Weniger Glück hatte etwa Hari Aryal. Der 23-Jährige arbeitete wie Sharma früher bei der nepalesischen Armee. Die Hoffnung auf einen besseren Job im Ausland führte auch ihn über Menschenhändler nach Russland zur Armee, erzählt sein Onkel. Anfang Jänner erfuhr seine Familie, dass er im Dezember getötet wurde, rund zwei Monate nachdem er gegen die Ukraine eingerückt war. "Hari sagte immer, dass er aus Russland zurückkehren wird, nachdem er Geld verdient hat, und dass er dann ein Haus bauen wird", so sein Onkel. "Doch der Tag ist nie gekommen."
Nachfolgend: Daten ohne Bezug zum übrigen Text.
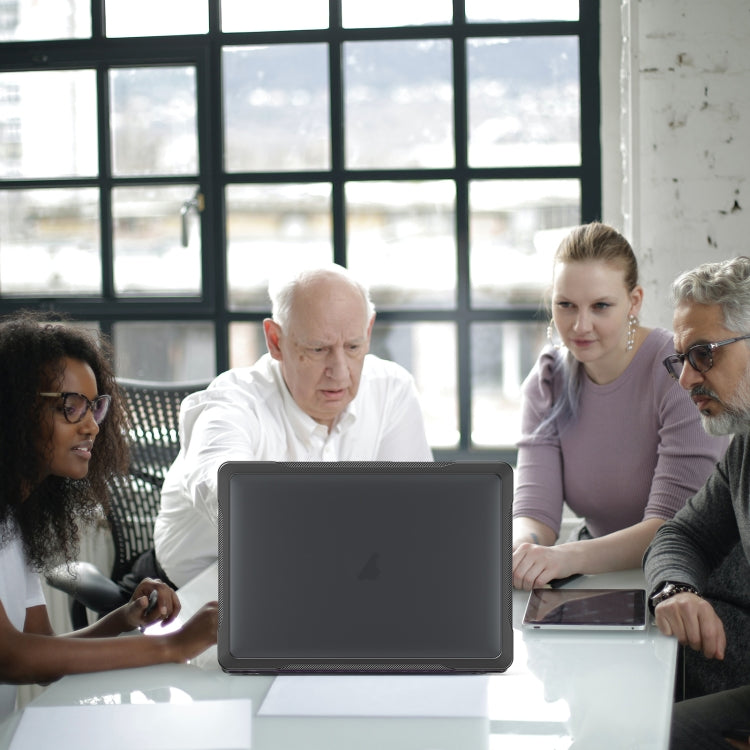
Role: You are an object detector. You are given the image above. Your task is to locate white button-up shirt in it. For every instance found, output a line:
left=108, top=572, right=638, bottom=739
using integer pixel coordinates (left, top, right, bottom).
left=154, top=354, right=432, bottom=586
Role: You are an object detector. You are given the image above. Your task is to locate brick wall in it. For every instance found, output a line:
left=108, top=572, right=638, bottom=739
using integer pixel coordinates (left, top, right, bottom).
left=601, top=0, right=750, bottom=327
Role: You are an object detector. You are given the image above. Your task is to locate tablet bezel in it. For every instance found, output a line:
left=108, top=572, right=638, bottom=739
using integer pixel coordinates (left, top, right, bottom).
left=522, top=588, right=648, bottom=630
Laut offiziellen Angaben kämpfen mehr als 200 Nepalesen für die russische Armee. Beobachter gehen aber davon aus, dass die Zahl viel höher liegt. Der nepalesische Außenminister Narayan Prakash Saud gab Ende Dezember an, dass 100 Nepalesen als vermisst gelten. Die Oppositionelle und Ex-Außenministerin Bimala Rai Paudyal geht gar von 14.000 bis 15.000 Landsleuten in der russischen Armee aus.

Kanonenfutter und Sprachbarrieren

Offiziell sind bisher 13 nepalesische Staatsbürger auf russischer Seite getötet worden. Außerdem befinden sich aktuell vier Nepalesen in ukrainischer Kriegsgefangenschaft. Jene, die zurückkehren konnten, halten mit Vorwürfen nicht zurück: Vor allem die ausländischen Rekruten aus Nepal, Indien, Kuba oder Kirgisistan seien an der russischen Front Kanonenfutter.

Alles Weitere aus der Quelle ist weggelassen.